KEYWORDS: prokaryotic flagellin, evolution and diversity, hypervariable region of flagellin

ABSTRACT

Flagellin, the agent of prokaryotic flagellar motion, is very widely distributed and is the H antigen of serology. Flagellin molecules have a variable region that confers serotype specificity, encoded by the middle of the gene, and also conserved regions encoded by the two ends of the gene. We collected all available prokaryotic flagellin protein sequences and found the variable region diversity to be at two levels. In each species investigated, there are hypervariable region (HVR) forms without detectable homology in protein sequences between them. There is also considerable variation within HVR forms, indicating that some have been diverging for thousands of years and that interphylum horizontal gene transfers make a major contribution to the evolution of such atypical diversity.

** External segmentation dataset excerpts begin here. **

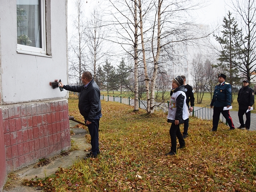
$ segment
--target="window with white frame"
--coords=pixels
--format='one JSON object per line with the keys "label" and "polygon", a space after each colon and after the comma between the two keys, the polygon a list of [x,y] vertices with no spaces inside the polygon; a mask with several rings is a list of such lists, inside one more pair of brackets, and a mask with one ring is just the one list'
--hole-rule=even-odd
{"label": "window with white frame", "polygon": [[45,0],[17,0],[17,52],[46,55]]}

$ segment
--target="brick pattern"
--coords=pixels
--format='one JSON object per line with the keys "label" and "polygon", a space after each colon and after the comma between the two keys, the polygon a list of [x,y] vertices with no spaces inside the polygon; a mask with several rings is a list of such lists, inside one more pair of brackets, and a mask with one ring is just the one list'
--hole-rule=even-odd
{"label": "brick pattern", "polygon": [[2,110],[7,173],[70,147],[67,100],[13,105]]}

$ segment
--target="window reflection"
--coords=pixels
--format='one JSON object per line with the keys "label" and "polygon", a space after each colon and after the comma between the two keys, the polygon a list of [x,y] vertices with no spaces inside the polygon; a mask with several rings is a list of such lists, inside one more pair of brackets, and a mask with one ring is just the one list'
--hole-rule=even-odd
{"label": "window reflection", "polygon": [[18,44],[42,48],[41,1],[17,0]]}

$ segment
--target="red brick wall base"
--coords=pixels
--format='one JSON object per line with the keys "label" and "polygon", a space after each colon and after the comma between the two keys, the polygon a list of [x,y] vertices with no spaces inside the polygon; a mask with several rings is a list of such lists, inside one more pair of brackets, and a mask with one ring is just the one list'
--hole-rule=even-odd
{"label": "red brick wall base", "polygon": [[[3,124],[7,173],[70,147],[67,100],[1,108],[0,125]],[[3,164],[0,162],[0,164]],[[2,171],[2,165],[1,168]]]}
{"label": "red brick wall base", "polygon": [[[2,111],[0,108],[0,120],[3,119]],[[3,129],[3,121],[0,120],[0,191],[5,182],[7,174],[6,170],[5,150],[4,148],[4,130]]]}

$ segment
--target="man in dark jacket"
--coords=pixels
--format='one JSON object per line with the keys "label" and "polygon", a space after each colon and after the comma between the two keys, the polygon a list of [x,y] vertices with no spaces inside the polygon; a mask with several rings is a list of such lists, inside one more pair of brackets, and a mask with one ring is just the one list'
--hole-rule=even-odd
{"label": "man in dark jacket", "polygon": [[89,71],[84,72],[81,78],[84,85],[64,85],[61,82],[60,87],[66,90],[80,93],[78,107],[80,113],[84,118],[91,135],[92,149],[84,158],[97,157],[100,153],[99,148],[99,127],[100,119],[102,116],[100,89]]}
{"label": "man in dark jacket", "polygon": [[[186,104],[188,106],[188,108],[189,111],[191,112],[193,111],[194,107],[194,102],[195,102],[195,97],[194,94],[193,93],[193,89],[192,87],[186,83],[186,77],[184,75],[182,75],[181,78],[184,81],[184,86],[185,90],[186,91]],[[189,107],[189,102],[190,102],[190,106]],[[188,137],[188,129],[189,119],[188,118],[184,122],[184,131],[183,132],[183,138],[184,139]]]}
{"label": "man in dark jacket", "polygon": [[228,130],[234,130],[235,126],[230,116],[229,110],[223,110],[224,107],[229,108],[231,106],[231,85],[225,82],[226,75],[220,73],[218,76],[218,81],[220,83],[215,87],[212,99],[211,102],[211,108],[214,107],[212,131],[217,131],[221,113],[226,119],[230,127]]}
{"label": "man in dark jacket", "polygon": [[[249,82],[248,80],[245,80],[243,83],[244,87],[239,90],[237,96],[237,102],[239,105],[238,117],[241,124],[238,128],[245,127],[246,130],[249,130],[251,124],[251,111],[246,112],[246,111],[250,109],[254,103],[254,92],[253,90],[249,87]],[[244,113],[246,116],[245,124],[243,117]]]}

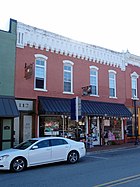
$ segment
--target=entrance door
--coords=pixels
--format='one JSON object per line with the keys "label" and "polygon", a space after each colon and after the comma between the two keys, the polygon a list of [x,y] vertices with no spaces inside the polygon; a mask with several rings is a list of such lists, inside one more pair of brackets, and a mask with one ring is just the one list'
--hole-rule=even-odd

IMPORTANCE Bacterial and archaeal flagellins are remarkable in having a shared region with variation in housekeeping proteins and a region with extreme diversity, perhaps greater than for any other protein. Analysis of the 113,285 available full-gene sequences of flagellin genes from published bacterial and archaeal sequences revealed the nature and enormous extent of flagellin diversity. There were 35,898 unique amino acid sequences that were resolved into 187 clusters. Analysis of the Escherichia coli and Salmonella enterica flagellins revealed that the variation occurs at two levels. The first is the division of the variable regions into sequence forms that are so divergent that there is no meaningful alignment even within species, and these corresponded to the E. coli or S. enterica H-antigen groups. The second level is variation within these groups, which is extensive in both species. Shared sequence would allow PCR of the variable regions and thus strain-level analysis of microbiome DNA.

INTRODUCTION

The bacterial flagellum is a hollow thread-like structure that projects from the surface of many prokaryote cells. The flagellum is made from thousands of flagellin molecules that form a helical supercoil structure, which is attached to a complex membrane-embedded basal body that rotates and imparts this rotation to the flagellum. The rotation causes the flagellar helical supercoil to act as an Archimedes screw to push the cell through its medium or across a surface (1). Three families are recognized based on the distribution of flagella on the cell surface, namely polar flagella confined to one of the poles, peritrichous flagella generally distributed over the surface, and lateral flagella on the sides but not the poles, and the flagella in the three families differ in thickness and also in the pitch of the helix (2). The flagellum is also one of several conserved bacterial components that are recognized by the host innate immune system and is the target of Toll-like receptor 5 (TLR-5), present in both humans and mice, and also of TLR-11 in mice (3). TLR-5 has recently been shown to act by forming a complex with other immune system proteins and flagellin, which then induces an immune response to the bacteria (4). Flagella can also have functions relating to cell surface adherence and, for some pathogens, for infection (5). Flagellins can even have enzymatic activity in their surface-exposed domains (6).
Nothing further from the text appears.